Why are Backups & Security Important..??

Why are Backups & Security Important ??

I have been asked this question a few times these past few months, and thought I’ll write a Blog post on it today – as to why is it necessary to take regular back-ups of your site – and also, why is it necessary to monitor your Security almost daily…

Let’s look at everything around Security First…

 

Security Checks for WordPress Site

What is Security Checks

Most people running a WordPress  website – have noticed already, that Hackers love to try and attack WordPress sites…

Many just do it for fun, just to get in, and leave a mark somewhere on your site that says “so and so was here”, and/or just to cause a lot of frustration for you by bringing your website down – and make the servers crash…etc..

BUT: There are Many more that want to come in for all sorts of Malicious reasons as well. The biggest being to try and steal your data, for malicious intent, and to blackmail your users / clients for whatever reason.  And if they can copy / steal your identity or your credit card details, etc, even better..!!!  Or they will “plant” malicious code on your server – that can have all kinds of Viruses etc – which can cause Pop-Ups on a client’s screen with any kind of message – to entice people to go to another link / site to enter their details, and in so doing “steal” their identity and use it for their own benefits whatever they may deem “appropriate” to them..

Each one attacking your site has their own agenda – and no use saying or thinking “aaag, my site has nothing to offer – if anyone wants to hack it, they’re not going to find anything“….  Thinking/saying that is being ignorant of the potential harm that a hacker can and wants to do.  They aren’t looking at what you see – they are looking at “what is in it for me – what can I get out of your site…”, and believe me, they can get all kinds of benefits out of your website that you never even thought was possible…!!!

And WordPress sites – are very “easy targets” – if not maintained properly…!!!!

There are so many “easy routes” to get into your system – if your security isn’t monitored daily, and every Plugin and Theme properly tested and kept up to date with the latest releases, and all file permissions setup properly on the server, and/or you’ve just renamed one of the WordPress security files as a .old or a .keep and the security on those files aren’t handled the same as the actual WordPress files itself, then there are “very easy” ways to get in to a WordPress Site…!!!   We can so easily make a mistake – or just forget to delete something once we are done with it – and think “l’ll just keep it for a bit before deleteting it”, and then someone comes along and pick out that very thing we “left for later”…

And thus, especially when you have a website that is looking for internet traffic, and want to make good sales with your website and want people to subscribe to your services –  are an open target for hackers to try anything and everything they know, to come in with all kinds of ideas and intentions etc…!!!

BUT: Don’t think it is just the big sites and the big brands they attack – they will try anything and anyone – even if it is just for the thrill of getting in – and letting others know what they did to get into your site…  And before you know it – everyone is targeting your site…

The WordPress software in itself is safe – there has been a lot of development and skill that went into the design of it – to ensure that the Basic WordPress Software is safe and secure.
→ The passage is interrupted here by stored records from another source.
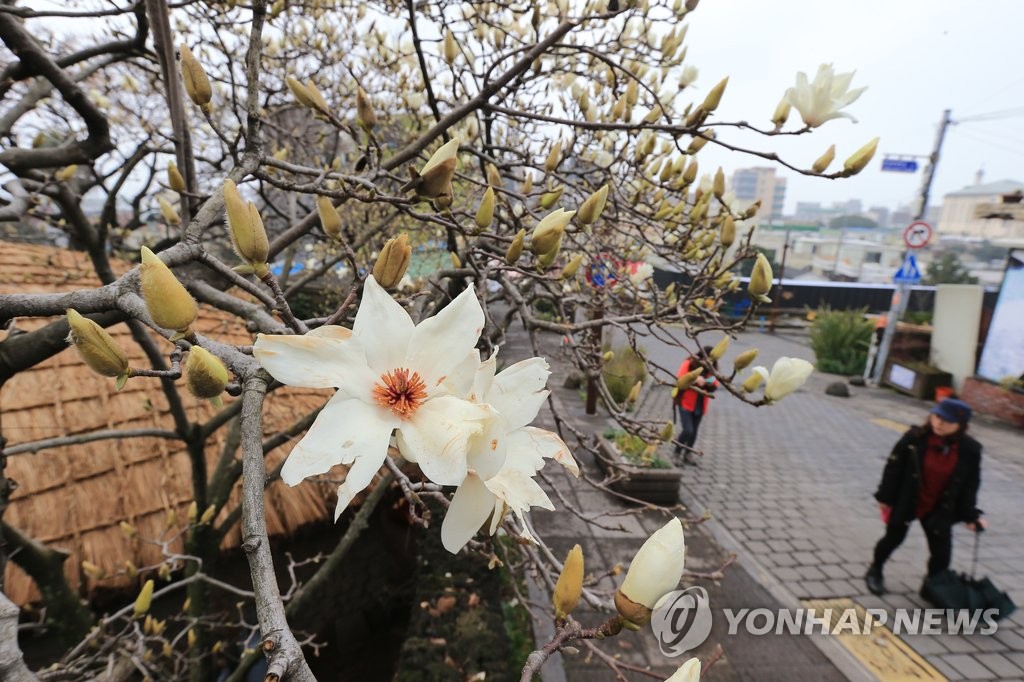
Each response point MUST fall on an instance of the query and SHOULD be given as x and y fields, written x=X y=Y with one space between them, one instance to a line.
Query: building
x=752 y=184
x=960 y=212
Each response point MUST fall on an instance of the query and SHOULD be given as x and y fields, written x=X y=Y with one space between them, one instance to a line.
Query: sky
x=916 y=57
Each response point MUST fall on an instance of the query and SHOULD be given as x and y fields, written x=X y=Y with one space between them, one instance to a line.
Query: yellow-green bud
x=761 y=278
x=860 y=158
x=169 y=303
x=591 y=209
x=744 y=358
x=569 y=585
x=822 y=162
x=570 y=268
x=96 y=347
x=728 y=233
x=144 y=599
x=330 y=218
x=719 y=348
x=365 y=110
x=195 y=79
x=485 y=214
x=174 y=178
x=392 y=261
x=548 y=233
x=514 y=251
x=206 y=376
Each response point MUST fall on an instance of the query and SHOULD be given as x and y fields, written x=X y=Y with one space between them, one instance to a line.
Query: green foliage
x=623 y=372
x=948 y=269
x=841 y=340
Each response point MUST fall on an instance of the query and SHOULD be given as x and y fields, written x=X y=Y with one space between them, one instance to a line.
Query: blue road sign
x=908 y=272
x=900 y=165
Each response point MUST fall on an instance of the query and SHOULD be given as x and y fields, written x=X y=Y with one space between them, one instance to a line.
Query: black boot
x=876 y=583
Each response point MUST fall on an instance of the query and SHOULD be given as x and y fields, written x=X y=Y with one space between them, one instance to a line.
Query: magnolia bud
x=551 y=163
x=570 y=268
x=392 y=261
x=365 y=111
x=744 y=358
x=591 y=209
x=144 y=599
x=728 y=233
x=195 y=79
x=248 y=233
x=687 y=379
x=485 y=214
x=515 y=249
x=860 y=158
x=301 y=92
x=174 y=178
x=96 y=347
x=206 y=376
x=781 y=113
x=170 y=215
x=169 y=304
x=822 y=162
x=719 y=348
x=569 y=585
x=714 y=97
x=761 y=278
x=330 y=218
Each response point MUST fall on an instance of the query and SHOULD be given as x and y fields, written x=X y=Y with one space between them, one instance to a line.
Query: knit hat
x=952 y=410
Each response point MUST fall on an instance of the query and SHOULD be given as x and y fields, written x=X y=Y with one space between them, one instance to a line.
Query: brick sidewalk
x=793 y=484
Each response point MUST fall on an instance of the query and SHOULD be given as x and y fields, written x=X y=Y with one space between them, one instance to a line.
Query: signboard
x=908 y=272
x=918 y=235
x=899 y=165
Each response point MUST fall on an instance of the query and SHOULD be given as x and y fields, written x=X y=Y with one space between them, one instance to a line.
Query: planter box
x=915 y=380
x=994 y=400
x=658 y=486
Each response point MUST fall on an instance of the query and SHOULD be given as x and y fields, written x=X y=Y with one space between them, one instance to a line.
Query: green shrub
x=841 y=340
x=623 y=372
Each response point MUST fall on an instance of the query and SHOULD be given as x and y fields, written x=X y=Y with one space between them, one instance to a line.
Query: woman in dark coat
x=933 y=475
x=690 y=405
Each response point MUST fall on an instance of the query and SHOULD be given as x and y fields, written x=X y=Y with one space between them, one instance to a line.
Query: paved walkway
x=792 y=484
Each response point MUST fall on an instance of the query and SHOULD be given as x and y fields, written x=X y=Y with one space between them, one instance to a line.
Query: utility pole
x=902 y=293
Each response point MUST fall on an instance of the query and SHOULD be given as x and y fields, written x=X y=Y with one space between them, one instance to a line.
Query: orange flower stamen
x=399 y=391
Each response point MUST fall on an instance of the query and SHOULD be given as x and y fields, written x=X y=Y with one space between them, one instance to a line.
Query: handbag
x=949 y=589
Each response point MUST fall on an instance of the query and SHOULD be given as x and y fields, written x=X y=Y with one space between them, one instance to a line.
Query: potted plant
x=645 y=474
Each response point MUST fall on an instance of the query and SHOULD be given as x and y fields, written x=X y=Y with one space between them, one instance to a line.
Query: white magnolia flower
x=688 y=672
x=787 y=374
x=389 y=375
x=656 y=568
x=505 y=457
x=821 y=99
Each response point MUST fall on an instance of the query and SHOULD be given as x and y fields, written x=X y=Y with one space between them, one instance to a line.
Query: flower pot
x=658 y=486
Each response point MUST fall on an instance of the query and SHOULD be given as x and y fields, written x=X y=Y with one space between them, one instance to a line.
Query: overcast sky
x=916 y=58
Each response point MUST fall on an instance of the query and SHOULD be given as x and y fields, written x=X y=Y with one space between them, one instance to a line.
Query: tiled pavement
x=792 y=484
x=790 y=487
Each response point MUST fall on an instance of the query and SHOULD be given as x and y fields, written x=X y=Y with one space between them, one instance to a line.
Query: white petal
x=383 y=329
x=346 y=430
x=363 y=471
x=437 y=436
x=529 y=445
x=469 y=509
x=314 y=361
x=517 y=391
x=438 y=344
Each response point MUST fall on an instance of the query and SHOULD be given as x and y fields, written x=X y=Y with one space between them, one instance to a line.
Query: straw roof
x=75 y=498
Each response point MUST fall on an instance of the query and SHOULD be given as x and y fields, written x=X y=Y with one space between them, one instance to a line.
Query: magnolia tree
x=546 y=147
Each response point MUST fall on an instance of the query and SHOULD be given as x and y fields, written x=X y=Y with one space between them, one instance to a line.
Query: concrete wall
x=954 y=334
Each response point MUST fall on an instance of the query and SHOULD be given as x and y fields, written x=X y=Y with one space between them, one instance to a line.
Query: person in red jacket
x=690 y=405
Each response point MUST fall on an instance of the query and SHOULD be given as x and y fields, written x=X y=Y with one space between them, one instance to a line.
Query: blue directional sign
x=908 y=272
x=900 y=165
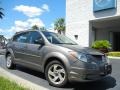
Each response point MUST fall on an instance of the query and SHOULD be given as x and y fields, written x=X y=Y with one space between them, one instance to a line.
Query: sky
x=23 y=14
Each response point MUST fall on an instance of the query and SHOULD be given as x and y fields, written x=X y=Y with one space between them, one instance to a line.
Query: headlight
x=80 y=56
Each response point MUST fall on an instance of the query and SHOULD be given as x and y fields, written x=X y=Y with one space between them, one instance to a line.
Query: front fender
x=58 y=55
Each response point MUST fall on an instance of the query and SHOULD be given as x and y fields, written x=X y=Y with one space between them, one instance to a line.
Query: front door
x=20 y=46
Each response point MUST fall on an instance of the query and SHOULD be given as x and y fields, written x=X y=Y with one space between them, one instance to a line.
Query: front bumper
x=86 y=75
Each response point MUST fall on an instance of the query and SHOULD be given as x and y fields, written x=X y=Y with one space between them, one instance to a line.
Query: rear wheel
x=9 y=62
x=56 y=74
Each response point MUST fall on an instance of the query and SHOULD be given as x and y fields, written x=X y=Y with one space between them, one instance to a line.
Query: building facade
x=90 y=20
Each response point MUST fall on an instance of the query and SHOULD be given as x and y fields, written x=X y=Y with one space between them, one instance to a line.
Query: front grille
x=97 y=57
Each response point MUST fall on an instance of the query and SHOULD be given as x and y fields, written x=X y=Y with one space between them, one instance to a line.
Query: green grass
x=5 y=84
x=115 y=54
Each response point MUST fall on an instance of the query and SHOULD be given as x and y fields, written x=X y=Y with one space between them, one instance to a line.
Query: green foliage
x=8 y=85
x=115 y=54
x=59 y=24
x=1 y=13
x=101 y=44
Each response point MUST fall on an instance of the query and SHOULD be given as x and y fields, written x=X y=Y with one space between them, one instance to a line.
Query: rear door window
x=34 y=35
x=22 y=38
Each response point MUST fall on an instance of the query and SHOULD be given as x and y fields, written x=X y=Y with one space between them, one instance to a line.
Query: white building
x=90 y=20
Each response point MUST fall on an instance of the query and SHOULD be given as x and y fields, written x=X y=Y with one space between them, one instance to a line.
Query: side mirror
x=39 y=41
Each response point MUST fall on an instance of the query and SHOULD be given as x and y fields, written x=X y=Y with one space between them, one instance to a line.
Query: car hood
x=80 y=49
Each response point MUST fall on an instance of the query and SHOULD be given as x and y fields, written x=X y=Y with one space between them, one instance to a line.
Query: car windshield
x=55 y=38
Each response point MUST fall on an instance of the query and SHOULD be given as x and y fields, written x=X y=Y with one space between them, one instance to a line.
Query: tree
x=43 y=29
x=35 y=27
x=1 y=13
x=59 y=25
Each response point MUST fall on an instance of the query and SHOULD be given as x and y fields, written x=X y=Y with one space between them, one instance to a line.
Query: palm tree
x=35 y=27
x=1 y=13
x=43 y=29
x=59 y=25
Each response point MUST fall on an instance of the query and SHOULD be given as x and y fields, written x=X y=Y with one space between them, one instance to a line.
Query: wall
x=78 y=15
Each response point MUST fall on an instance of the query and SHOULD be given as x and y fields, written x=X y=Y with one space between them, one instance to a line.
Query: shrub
x=116 y=54
x=101 y=44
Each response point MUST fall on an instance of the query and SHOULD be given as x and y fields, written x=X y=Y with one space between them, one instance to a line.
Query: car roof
x=29 y=30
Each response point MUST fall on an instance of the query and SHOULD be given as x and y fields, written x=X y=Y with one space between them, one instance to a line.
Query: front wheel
x=9 y=62
x=56 y=74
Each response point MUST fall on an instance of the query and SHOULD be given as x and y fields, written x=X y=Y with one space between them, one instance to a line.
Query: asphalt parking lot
x=109 y=83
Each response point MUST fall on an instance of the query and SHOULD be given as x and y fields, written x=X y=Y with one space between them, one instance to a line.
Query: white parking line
x=21 y=81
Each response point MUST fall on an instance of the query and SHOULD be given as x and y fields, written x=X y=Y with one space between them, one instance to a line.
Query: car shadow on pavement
x=104 y=84
x=30 y=71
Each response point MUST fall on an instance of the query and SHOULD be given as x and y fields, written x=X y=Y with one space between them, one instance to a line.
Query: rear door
x=20 y=46
x=34 y=50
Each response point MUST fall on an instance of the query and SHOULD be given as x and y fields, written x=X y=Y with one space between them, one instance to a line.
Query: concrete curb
x=111 y=57
x=20 y=81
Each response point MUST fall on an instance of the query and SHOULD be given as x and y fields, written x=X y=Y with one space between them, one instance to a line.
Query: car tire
x=9 y=62
x=56 y=74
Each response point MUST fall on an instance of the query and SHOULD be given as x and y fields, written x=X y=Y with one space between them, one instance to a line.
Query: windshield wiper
x=68 y=43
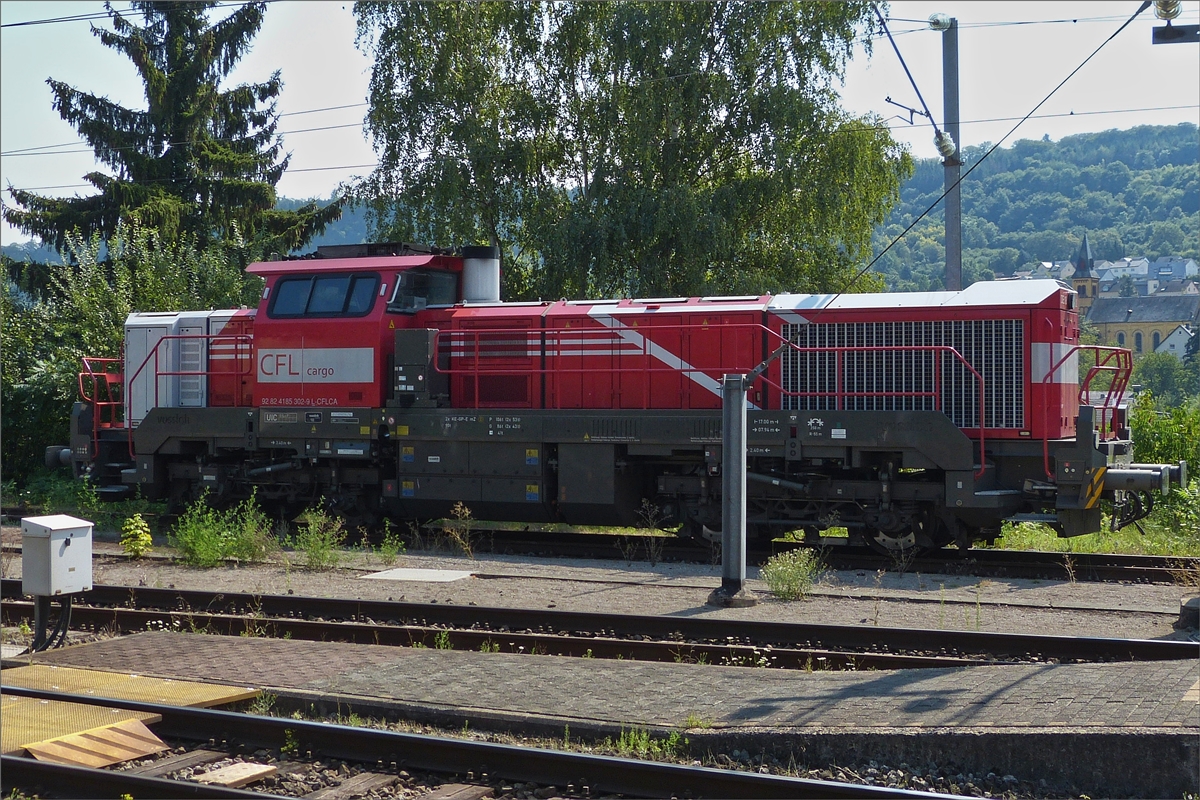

And It isn’t so easy to Hack a Lynux server – hidden behind Firewalls where your website is running on, but the website is a Client facing site with software that are much more “open” and not necessarily all “hidden” behind firewalls etc..

And thus when running a WordPress site with old versions of WordPress, Themes and Plugins and even PHP or MySQL DBses, is asking for trouble. Sooner or later “someone” out there is going to find a way to circumvent all the rules, and find a way to get in.  If it hasn’t happened to you yet, doesn’t mean it can’t happen in the future..

BUT Remember: No One is exempt from a Hacking Attack… !!!!
Now you may say/ask – but if WordPress sites is so “hack-able” – then why even bother using WordPress for my Website…

Because WordPress is one of the best options out in the market to run a Website on.  It is much more stable and has a huge flexibility to develop a Website on, and because it is an Open Source Platform, it is open for anyone to develop anything to their heart’s desire – and you even get a bunch of Themes and Plugins for free. Other packages has all kinds of restrictions and limitations on them again, and you are lucky if you get anything for free. Yes, they may have great support compared to an Opensource Environment – but they still have a lot of restrictions, and isn’t always that cheap either….

Thus, you need to balance the one with the other – what are you looking for, vs what are you willing to pay vs how flexible you want your website to be for future growth… and implementing new things etc. Standard Templates is exactly that – they are “STANDARD”   –  and thus it becomes a battle eventually of what you are satisfied with today, may not be working for you tomorrow or next year as every business grows and changes over time – and then it becomes “difficult” to move from one Template onto another – or adding extra things (plugins) to your website.

But I’m not going to go into all the reasons behind which package is better – or what option to follow for what situation – that I will cover maybe in another blog some day soon…

BUT for now My advice is:  IF you eventually do choose WordPress to be the Software route to go for and to use for your website, then please take in mind that you must consider Security as well, and follow all the necessary security steps, to ensure your site is as safe as you can possibly make it.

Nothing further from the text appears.